Über all diese Krisen verlieren wir eines nicht aus dem Auge: dem Mehltau den Kampf anzusagen, der sich über unser Land gelegt hatte. Wir haben nicht mehr viel Zeit, um unser Land als Industrieland wirtschaftlich stark und klimaneutral zu machen. Zu lange sind Dinge liegen geblieben im vergangenen Jahrzehnt. Wir haben angefangen damit aufzuräumen. Mehr Tempo beim Ausbau von Windkraft und Solarenergie, eine Aufholjagd bei wichtigen Zukunftstechnologien wie den Batterien oder Computer-Chips, höhere Investitionen in die Bahn, Straßen und Brücken, schnellere Genehmigungsverfahren, wieder mehr Mittel für den sozialen Wohnungsbau – das haben wir vorangebracht und das muss weitergehen. Während Konservative nur Sprüche klopfen, haben wir das Recht auf Asyl verteidigt und zugleich die irreguläre Migration nach Deutschland deutlich verringert. Das heißt Menschlichkeit und Ordnung für uns. Wir haben das Staatsangehörigkeitsrecht modernisiert. Fachkräfte aus dem Ausland können nun leichter hier bei uns arbeiten - denn der Fachkräftemangel ist inzwischen überall spürbar.
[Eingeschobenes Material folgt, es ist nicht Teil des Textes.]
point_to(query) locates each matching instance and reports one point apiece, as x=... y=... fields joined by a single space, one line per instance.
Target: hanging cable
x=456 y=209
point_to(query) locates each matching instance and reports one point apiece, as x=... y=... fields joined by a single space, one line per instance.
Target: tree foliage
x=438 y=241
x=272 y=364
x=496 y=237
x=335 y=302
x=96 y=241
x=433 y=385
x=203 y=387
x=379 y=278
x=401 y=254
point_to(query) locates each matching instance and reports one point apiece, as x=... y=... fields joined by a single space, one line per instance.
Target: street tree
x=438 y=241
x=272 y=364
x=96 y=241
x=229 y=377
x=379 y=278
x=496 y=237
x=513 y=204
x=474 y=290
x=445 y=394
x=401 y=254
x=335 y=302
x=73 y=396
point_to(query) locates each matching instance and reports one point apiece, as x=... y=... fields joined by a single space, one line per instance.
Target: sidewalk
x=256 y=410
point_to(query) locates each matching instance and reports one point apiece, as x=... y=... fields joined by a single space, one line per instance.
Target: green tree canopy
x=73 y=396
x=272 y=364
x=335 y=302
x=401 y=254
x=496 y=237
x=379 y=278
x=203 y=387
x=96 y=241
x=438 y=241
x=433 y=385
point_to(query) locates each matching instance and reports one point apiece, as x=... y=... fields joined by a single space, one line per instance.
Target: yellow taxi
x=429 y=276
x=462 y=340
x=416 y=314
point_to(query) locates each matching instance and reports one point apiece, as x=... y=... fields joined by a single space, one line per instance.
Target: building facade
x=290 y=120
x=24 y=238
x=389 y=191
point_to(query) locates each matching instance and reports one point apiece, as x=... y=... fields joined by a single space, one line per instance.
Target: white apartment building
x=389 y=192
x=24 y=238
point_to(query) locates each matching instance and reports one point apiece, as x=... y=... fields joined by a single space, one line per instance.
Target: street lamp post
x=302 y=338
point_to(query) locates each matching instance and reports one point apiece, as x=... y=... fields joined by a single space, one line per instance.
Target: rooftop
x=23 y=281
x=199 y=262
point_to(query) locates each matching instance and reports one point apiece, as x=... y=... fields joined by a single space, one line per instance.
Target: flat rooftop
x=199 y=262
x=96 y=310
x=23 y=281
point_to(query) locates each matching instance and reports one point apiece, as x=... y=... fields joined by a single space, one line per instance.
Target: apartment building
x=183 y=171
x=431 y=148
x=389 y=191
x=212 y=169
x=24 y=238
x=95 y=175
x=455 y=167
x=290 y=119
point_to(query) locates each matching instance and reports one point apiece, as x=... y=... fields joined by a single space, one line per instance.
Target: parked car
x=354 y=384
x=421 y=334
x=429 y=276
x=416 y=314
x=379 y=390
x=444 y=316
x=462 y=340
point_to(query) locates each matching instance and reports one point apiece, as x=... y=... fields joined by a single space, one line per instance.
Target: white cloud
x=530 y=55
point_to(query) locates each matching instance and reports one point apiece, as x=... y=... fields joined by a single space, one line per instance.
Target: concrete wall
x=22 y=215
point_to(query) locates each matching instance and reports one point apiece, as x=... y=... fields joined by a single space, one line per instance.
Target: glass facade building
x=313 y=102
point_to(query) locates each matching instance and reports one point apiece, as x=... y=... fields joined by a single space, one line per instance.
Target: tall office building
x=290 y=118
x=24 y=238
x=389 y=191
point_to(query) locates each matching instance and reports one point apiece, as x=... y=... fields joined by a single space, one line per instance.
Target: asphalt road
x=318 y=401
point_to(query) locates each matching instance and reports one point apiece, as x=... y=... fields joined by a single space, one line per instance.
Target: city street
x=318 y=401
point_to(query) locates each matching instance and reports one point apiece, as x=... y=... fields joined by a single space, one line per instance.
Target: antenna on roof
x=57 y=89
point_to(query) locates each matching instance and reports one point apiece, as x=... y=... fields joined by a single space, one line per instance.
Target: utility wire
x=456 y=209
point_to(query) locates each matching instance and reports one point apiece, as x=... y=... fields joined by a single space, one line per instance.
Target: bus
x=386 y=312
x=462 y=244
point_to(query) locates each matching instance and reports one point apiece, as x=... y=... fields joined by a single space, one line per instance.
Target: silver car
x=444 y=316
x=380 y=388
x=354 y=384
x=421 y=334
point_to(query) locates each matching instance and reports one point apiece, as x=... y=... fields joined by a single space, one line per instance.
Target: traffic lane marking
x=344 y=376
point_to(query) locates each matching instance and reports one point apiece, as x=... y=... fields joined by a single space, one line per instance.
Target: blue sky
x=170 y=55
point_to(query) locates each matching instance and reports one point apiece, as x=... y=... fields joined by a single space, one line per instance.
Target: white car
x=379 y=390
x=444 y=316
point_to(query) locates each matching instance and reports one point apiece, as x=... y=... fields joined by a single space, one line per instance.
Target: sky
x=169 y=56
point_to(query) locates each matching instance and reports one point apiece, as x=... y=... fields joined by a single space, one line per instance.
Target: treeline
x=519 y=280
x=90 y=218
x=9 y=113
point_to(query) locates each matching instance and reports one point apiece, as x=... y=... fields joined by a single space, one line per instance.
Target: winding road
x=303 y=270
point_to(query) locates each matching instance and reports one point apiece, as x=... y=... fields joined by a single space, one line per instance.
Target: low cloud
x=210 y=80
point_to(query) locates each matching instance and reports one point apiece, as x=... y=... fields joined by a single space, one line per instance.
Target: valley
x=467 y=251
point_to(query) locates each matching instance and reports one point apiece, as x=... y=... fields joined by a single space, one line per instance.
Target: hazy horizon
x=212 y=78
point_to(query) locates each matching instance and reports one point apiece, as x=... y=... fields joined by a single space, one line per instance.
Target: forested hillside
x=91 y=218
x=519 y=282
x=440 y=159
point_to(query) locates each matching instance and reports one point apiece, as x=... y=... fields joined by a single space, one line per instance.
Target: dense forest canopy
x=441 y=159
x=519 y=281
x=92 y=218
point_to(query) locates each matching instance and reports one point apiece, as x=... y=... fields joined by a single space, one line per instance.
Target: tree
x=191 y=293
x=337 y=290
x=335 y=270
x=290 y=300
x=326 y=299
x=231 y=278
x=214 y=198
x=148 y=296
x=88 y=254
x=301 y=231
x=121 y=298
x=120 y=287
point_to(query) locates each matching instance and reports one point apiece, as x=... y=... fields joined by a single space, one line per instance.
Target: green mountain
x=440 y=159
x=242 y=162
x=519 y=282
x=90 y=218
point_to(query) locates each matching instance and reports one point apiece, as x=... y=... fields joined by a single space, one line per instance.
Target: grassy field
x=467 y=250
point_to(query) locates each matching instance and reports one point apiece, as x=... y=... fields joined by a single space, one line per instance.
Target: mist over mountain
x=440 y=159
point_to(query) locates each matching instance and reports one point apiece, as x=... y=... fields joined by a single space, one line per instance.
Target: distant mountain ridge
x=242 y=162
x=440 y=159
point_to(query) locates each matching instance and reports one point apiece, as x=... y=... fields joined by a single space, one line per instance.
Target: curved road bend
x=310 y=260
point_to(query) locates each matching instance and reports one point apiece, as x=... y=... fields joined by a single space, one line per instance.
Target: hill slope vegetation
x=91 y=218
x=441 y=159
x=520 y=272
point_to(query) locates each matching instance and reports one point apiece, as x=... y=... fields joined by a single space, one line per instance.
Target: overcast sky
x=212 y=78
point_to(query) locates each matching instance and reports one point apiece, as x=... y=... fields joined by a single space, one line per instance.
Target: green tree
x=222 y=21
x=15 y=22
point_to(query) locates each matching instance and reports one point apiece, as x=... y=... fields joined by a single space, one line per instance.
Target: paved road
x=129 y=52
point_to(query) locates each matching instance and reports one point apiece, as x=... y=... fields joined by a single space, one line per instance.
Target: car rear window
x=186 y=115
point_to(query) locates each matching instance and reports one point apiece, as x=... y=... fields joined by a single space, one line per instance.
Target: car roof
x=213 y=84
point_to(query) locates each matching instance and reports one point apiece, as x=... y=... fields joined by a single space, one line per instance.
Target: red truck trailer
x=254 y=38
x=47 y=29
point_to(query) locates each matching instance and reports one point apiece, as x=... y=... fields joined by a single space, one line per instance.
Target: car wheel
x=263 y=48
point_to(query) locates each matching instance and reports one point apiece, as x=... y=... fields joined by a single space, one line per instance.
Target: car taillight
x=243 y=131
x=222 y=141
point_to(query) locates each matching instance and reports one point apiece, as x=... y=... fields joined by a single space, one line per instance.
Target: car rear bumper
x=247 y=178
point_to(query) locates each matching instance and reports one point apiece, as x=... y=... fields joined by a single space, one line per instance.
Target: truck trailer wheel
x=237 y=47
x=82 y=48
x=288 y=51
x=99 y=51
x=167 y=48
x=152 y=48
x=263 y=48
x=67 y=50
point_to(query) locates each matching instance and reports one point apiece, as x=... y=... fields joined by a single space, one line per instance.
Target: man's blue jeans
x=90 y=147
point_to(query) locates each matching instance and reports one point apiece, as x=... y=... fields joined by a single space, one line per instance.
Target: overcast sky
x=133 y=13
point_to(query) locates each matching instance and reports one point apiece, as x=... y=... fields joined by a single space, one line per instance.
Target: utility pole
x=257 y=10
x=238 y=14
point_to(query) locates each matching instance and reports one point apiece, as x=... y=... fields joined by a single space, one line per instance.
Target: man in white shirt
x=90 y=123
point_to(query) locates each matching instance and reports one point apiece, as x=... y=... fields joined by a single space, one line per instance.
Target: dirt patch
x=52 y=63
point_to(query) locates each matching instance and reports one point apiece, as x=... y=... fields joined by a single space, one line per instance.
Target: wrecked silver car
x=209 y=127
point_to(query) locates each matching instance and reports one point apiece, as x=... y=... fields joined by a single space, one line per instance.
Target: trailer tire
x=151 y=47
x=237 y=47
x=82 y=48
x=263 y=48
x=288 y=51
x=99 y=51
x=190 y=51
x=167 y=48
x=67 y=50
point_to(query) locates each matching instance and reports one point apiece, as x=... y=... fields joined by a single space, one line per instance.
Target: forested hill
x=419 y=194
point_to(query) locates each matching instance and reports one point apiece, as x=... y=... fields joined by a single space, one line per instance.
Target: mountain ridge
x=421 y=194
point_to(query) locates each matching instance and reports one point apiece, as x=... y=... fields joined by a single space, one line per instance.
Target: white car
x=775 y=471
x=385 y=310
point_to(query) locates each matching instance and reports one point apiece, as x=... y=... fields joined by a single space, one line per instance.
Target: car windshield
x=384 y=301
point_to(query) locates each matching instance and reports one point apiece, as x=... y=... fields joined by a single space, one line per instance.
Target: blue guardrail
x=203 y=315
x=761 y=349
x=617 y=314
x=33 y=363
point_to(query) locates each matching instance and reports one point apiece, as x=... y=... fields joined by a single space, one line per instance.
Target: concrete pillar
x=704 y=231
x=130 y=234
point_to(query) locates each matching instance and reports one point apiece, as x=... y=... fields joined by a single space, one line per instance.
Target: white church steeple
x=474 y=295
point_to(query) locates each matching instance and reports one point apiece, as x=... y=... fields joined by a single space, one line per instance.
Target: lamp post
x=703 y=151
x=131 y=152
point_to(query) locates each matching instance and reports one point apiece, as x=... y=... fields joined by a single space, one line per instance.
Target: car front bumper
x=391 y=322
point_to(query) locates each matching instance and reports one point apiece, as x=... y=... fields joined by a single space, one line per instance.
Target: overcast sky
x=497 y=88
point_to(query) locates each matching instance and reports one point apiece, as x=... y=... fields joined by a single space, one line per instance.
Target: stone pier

Und eines werden wir als Sozialdemokratinnen und Sozialdemokraten nie vergessen:
Stark ist unser Land nur dann, wenn wir Zusammenhalten. Wenn Respekt herrscht, jedem und jeder gegenüber. Leistungsträger-das sind für uns diejenigen, die jeden Tag früh aufstehen und für normale Löhne arbeiten. Sie haben Respekt verdient. Auch wenn die Inflation die Lohnerhöhungen gedämpft hat, war unsere Politik erfolgreich:
Wo vor einigen Jahren noch jeder Vierte für Niedriglöhne arbeiten musste, ist es heute nur noch jeder Siebte. Auch diese Errungenschaften gilt es bei der Bundestagswahl zu verteidigen. […..]
(Olaf Scholz, 25.11.2024)
Wir haben nicht die freie Auswahl unter 84 Millionen, sondern nur drei Typen, von denen wir das kleinste Übel aussuchen müssen.
Merz ist aber eindeutig das größte Übel.
Es bleiben also Habeck oder Scholz. Grün oder Rot.
Ich plädiere für Rot, weil die Chance etwas größer ist, als bei Grün. Und weil es in der Grünen Habeckblase immer noch sehr viel Vorlieben für Schwarzgrün gibt. Ich habe Angst, so etwas wie in BW zu erleben, daß die Grünen sich für eine Koalition mit der CDU entscheiden, wenn es linkere Mehrheiten gäbe.